The new protocols will recommend testing for people with symptoms such as a sore throat, headache or runny nose —anything that could be connected to COVID-19, Kandola said. 

"We're opening up who we test to ensure we test as many people as possible," she said. 

Dr. Sarah Cook, the N.W.T.'s medical director, encouraged anyone with a suspicion they may have contracted COVID-19 to come for a test, saying there should not be any stigma attached to that. 

Cook warns community spread is likely, and could be a greater threat as people become tired of physical distancing. 

Community transmission is the spread of illness from person to person without knowing where contact with the virus was made. As of April 15, all 5 of the confirmed COVID-19 cases in the Northwest Territories have been isolated cases related to travel. 

We're opening up who we test to ensure we test as many people as possible.- Dr. Kami Kandola, N.W.T. chief public health officer 

The coming of two new rapid-testing systems should help more people get tested. Those are expected to arrive within the next three to five weeks, Cook explained.

As the COVID-19 pandemic continues, health officials are increasingly warning against allowing the virus to spread within communities.
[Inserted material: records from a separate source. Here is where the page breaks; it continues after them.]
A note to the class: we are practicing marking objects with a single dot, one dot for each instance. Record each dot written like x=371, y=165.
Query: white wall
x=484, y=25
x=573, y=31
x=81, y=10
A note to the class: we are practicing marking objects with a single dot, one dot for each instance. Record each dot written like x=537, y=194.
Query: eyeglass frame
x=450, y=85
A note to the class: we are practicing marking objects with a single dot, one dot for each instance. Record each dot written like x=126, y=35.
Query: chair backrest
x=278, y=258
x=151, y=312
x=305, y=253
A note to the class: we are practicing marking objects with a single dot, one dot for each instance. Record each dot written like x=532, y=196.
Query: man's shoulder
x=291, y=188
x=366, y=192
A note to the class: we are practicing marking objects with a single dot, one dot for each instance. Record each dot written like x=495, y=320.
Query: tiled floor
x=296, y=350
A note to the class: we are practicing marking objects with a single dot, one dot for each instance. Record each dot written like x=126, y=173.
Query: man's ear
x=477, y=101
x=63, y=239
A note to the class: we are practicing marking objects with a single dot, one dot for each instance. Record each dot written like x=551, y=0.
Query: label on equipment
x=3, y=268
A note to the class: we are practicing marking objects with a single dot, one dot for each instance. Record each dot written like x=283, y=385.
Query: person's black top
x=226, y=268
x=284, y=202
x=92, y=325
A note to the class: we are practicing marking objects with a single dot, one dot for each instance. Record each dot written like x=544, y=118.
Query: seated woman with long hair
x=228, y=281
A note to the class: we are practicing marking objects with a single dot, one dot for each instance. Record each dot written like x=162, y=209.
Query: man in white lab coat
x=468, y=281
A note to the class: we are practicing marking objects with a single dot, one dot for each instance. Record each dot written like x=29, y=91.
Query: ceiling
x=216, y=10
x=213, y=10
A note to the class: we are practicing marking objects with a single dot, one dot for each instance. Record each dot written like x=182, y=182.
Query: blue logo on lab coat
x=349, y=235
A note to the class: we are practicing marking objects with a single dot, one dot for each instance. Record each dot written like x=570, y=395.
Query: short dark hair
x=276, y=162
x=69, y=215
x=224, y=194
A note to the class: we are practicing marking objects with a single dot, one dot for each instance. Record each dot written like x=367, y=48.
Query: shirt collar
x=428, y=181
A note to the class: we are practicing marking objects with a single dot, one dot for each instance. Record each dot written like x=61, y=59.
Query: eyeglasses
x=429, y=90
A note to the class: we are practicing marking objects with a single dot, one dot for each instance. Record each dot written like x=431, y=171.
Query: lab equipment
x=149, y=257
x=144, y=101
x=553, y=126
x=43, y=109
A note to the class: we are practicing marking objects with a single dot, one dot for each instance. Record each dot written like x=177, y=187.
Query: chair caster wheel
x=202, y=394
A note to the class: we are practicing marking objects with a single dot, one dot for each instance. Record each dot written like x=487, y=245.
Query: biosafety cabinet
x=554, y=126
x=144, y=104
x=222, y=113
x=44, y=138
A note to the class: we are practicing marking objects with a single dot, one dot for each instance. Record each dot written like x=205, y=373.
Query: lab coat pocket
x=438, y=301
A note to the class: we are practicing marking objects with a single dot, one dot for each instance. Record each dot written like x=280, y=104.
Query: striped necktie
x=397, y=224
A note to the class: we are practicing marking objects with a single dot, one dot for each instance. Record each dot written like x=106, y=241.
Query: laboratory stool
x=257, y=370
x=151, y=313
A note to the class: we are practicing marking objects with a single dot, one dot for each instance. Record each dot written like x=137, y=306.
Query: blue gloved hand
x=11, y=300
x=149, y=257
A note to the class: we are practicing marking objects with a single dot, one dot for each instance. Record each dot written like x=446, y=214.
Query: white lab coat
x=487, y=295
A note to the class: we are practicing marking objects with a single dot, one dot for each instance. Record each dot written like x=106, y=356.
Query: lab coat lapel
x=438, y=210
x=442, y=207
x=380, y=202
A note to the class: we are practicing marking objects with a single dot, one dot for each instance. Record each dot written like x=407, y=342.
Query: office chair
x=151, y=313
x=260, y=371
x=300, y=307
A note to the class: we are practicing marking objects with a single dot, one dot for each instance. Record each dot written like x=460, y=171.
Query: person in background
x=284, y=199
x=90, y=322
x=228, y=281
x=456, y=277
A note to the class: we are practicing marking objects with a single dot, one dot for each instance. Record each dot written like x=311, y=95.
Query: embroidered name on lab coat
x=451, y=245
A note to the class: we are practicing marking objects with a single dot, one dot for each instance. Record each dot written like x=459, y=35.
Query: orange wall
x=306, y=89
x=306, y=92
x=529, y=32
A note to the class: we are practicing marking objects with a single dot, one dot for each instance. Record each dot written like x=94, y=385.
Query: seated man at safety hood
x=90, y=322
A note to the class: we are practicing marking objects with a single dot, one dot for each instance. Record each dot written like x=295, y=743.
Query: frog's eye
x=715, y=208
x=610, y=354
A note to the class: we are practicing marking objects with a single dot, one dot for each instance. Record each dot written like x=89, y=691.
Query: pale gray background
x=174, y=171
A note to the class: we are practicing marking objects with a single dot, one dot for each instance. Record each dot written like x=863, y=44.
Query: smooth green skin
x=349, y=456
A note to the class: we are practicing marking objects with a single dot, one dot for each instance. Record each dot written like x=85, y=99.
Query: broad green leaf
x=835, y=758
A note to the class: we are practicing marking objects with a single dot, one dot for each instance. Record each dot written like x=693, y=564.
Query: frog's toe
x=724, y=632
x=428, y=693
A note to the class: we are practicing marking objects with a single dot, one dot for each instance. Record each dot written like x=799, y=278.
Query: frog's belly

As part of that, Kandola has called for aggressive actions, most recently banning all indoor gatherings. 

"We want to increase our testing of our communities," Kandola said. "The only way we can really know for sure that we don't have community spread is to increase testing to people who have not travelled or who we typically don't test." 

Kandola said increased testing would lead to better data for her to make further public health decisions, and would factor into how she decides to lift restrictions as time goes on. 

Meanwhile on Wednesday, the territory released another batch of statistics on its enforcement division. So far, there have been 255 complaints about public health breaches, an increase of 75 from what was reported last week.